Мы с Маруськой уселись на телегу и поехали по полю. Возле снопов Маруська, стараясь басить, кричала лошади: «Тпр–ру!» — но та сама останавливалась, понимая свою работу. Я соскакивал с подводы, грузил снопы на телегу, и мы ехали дальше. К обеду я уже управлял лошадью не хуже Маруськи и ездил один, отправив ее на помощь бабке: колхозницы уже возвращались с поля. Маруськина бабка, слезясь от дыма и глядя из–под ладошки вдаль, стучала железной палкой о рельсину, подвешенную на проволоке к дереву.

Но усталые, измотанные женщины не торопились к чану.

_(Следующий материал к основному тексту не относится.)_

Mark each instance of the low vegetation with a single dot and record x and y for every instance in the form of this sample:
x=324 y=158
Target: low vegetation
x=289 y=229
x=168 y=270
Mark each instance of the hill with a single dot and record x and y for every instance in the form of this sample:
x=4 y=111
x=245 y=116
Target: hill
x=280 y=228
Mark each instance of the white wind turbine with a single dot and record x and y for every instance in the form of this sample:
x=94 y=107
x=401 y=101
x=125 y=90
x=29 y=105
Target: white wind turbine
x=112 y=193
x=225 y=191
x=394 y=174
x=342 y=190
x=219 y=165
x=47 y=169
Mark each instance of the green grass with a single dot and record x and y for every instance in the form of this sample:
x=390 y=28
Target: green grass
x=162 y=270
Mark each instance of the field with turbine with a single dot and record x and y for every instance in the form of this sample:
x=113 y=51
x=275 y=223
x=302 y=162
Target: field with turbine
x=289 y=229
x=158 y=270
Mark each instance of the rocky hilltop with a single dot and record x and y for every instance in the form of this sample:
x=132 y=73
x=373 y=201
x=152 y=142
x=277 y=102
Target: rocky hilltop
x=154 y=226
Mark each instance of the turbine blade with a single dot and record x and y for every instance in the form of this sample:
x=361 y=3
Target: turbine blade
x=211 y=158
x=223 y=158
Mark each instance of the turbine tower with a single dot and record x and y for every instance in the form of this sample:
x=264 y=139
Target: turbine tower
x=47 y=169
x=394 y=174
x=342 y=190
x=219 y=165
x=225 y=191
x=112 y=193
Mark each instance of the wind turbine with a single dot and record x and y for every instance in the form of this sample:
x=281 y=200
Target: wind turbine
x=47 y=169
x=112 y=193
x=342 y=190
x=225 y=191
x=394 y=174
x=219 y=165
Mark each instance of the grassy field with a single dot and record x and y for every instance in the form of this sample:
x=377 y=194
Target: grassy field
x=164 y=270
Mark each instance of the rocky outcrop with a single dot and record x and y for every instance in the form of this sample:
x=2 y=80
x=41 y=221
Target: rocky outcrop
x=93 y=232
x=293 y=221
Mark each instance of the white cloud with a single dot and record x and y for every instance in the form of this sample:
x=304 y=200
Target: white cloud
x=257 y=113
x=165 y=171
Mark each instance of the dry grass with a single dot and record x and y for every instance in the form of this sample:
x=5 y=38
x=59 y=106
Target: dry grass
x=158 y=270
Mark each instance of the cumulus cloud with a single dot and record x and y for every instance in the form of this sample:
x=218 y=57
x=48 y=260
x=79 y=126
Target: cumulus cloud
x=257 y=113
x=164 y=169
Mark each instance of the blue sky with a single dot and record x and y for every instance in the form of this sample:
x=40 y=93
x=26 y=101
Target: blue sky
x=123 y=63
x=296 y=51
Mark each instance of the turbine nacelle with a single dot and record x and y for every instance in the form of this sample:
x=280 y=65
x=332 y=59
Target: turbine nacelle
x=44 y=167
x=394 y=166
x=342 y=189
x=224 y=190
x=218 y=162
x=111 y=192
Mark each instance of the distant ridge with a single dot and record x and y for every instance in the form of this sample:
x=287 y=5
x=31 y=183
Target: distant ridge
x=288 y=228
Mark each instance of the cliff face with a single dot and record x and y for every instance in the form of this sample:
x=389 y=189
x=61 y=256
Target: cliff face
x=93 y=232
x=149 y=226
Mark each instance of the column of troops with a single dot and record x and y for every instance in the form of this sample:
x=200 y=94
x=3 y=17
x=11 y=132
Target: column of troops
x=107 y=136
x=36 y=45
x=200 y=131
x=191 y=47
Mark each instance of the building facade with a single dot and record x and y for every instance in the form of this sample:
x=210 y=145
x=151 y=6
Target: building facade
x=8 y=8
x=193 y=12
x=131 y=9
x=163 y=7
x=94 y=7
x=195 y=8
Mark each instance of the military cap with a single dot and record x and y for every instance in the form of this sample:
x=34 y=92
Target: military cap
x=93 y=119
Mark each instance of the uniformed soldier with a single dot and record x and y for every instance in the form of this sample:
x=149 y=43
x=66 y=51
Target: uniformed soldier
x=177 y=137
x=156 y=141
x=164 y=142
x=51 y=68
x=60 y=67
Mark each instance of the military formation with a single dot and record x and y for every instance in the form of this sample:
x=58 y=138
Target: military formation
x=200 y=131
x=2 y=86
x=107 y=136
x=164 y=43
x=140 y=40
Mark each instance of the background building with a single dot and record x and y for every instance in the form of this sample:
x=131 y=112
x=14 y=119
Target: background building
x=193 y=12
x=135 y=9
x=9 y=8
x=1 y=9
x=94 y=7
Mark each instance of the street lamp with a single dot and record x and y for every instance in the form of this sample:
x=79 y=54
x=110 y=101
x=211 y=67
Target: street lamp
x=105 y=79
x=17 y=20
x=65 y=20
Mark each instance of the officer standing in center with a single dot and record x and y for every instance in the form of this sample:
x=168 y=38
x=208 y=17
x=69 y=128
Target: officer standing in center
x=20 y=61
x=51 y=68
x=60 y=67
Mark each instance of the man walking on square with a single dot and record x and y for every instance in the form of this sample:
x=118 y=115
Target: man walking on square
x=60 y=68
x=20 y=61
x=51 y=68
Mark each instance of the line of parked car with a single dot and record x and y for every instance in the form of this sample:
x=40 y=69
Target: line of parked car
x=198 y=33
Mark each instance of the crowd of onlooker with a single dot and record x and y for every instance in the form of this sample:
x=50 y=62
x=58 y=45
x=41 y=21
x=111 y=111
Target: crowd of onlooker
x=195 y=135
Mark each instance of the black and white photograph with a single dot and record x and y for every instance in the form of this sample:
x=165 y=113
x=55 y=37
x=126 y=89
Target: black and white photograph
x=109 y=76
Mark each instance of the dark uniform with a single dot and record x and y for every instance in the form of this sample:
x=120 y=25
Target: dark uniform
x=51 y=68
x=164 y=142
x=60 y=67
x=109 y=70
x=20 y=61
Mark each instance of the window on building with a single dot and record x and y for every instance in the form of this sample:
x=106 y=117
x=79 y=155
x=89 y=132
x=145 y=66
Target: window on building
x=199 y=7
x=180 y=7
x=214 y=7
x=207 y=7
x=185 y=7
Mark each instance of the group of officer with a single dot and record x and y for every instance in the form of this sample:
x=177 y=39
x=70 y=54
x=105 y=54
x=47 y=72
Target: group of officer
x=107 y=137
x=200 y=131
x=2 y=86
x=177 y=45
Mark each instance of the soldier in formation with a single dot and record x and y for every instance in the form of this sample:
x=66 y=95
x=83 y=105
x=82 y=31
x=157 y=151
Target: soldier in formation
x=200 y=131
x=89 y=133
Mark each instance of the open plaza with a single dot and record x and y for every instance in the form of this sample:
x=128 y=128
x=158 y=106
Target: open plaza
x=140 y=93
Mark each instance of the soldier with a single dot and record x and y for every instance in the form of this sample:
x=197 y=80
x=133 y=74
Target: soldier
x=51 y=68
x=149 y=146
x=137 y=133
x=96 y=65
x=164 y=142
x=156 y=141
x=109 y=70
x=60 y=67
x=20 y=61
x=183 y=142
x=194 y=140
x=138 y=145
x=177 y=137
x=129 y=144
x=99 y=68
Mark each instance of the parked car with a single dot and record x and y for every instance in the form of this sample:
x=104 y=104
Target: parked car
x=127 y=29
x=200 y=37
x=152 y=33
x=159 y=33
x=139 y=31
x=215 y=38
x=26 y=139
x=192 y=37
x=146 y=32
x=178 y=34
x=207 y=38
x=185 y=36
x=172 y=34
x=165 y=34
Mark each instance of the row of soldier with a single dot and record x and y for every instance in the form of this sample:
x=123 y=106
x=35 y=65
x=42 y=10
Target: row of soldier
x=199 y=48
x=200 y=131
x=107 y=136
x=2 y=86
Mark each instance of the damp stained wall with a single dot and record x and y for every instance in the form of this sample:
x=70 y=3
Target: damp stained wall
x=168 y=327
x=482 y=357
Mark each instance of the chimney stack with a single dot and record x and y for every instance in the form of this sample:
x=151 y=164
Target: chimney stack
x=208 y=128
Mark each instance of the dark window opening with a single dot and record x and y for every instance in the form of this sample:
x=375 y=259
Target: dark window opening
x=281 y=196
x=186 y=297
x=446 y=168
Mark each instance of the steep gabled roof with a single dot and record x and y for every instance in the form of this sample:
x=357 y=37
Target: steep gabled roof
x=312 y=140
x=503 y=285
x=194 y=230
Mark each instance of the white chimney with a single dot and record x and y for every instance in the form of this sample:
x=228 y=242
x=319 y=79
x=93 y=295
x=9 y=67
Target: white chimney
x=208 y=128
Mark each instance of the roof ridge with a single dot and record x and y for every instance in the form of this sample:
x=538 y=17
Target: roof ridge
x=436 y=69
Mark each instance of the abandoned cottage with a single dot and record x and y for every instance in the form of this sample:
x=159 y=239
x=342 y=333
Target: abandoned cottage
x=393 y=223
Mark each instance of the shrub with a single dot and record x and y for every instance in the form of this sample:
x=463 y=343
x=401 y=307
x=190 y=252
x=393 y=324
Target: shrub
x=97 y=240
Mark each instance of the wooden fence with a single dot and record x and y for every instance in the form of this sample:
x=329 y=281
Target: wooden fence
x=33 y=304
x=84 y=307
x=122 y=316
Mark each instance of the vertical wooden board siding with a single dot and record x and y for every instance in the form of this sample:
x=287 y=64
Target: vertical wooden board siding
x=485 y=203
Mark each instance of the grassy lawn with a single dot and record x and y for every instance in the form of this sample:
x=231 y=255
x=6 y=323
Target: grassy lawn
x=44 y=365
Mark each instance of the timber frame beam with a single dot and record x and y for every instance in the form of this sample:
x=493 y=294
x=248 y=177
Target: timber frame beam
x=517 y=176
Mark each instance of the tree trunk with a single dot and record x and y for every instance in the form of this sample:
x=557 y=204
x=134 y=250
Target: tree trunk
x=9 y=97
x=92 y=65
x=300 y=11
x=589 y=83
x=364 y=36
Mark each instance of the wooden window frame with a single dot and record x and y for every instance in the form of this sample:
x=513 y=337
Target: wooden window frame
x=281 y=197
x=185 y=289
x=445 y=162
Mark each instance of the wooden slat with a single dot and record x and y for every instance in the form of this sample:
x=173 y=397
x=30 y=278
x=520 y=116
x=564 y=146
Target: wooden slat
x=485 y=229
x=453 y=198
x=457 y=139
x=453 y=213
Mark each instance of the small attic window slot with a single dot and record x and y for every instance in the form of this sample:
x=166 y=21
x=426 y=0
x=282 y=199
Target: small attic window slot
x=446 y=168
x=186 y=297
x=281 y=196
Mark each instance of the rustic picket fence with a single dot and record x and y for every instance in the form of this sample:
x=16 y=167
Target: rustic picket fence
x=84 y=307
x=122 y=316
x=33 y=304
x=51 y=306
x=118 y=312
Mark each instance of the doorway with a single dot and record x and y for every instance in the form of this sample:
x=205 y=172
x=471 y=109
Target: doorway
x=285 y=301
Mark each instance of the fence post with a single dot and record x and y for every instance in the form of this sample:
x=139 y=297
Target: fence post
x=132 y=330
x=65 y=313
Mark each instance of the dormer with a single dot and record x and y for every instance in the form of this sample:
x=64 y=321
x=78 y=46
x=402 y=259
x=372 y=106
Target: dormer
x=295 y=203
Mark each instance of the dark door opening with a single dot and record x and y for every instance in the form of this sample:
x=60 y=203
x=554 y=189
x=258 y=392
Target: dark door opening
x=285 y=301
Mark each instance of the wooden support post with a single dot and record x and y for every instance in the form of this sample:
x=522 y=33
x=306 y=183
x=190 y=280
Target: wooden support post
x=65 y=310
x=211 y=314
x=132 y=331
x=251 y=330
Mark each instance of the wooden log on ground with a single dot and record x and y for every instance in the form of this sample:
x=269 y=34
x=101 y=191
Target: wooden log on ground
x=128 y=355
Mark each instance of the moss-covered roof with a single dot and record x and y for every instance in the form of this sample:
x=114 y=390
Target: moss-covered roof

Все шли к молотилке. Бригадир выключил мотор, и тетки молча стояли вокруг горы зерна.

— Ну вот, — сказал бригадир, — с хлебушком вас, бабы!

Женщины вдруг заговорили торопливо, словно увидели что–то диковинное, стали брать в ладони зерна и сыпать их обратно золотыми ручейками.

— Обедать, бабы, обедать! — пискнула повелительно прибежавшая от чана Маруська, и женщины хором рассмеялись.

Обедали говорливо, посмеивались, подшучивая над Маруськой, над баб*кой–кашеваркой, над бригадиром, который, по их словам, оказывался героем дня — намолотил первое зерно с поля. Бригадир жмурился, подносил ко рту деревянную ложку, аккуратно поддерживал ее куском черного и жесткого клеверного хлеба и кивал головой.

— Плохо слышит, — шепнула мне тетя Нюра. — Руки–ноги целые, а раненый. Контузия у него.

Я понял, почему громко кричал бригадир у молотилки, — он, наверное, и шум мотора–то плохо слышал.

Я вглядывался в бригадира, в замкнутое его бронзовое от загара лицо, отыскивал бабку с карими глазами, которая жала хлеб, ползая на коленках, смотрел на Маруську и тетю Нюру в старом, обношенном платке, я глядел внимательно в эти лица, веселые в такую минуту, — веселые оттого, что вон там, возле умолкшей молотилки, лежит, переливаясь на солнце, спелое зерно, — и улыбался тоже.

Ночью я спал в шалаше, рано утром оплескивал лицо в розовой от зари воде, работал потом весь день, подвозя снопы к молотилке, и три дня промчались, будто один. На четвертый день, как раз в обед, сзади зацокали копыта и кто–то крикнул громко:

— Здорово, бабоньки!

Я обернулся. На лошади сидел усатый дядька в синей милицейской форме. Фуражка еле держалась у него на затылке. Одна нога у милиционера была в сапоге и упиралась в стремя, как положено, вместо другой торчала деревянная култышка, и второе стремя болталось без надобности.

Одноногий милиционер, ловко спрыгнув с лошади на здоровую ногу, подхромал к чану, снял фуражку.

— Хлеб–соль вам, женщины! — сказал он, вежливо кланяясь. — Хорошо хлебушка–то, гляжу, намолотили.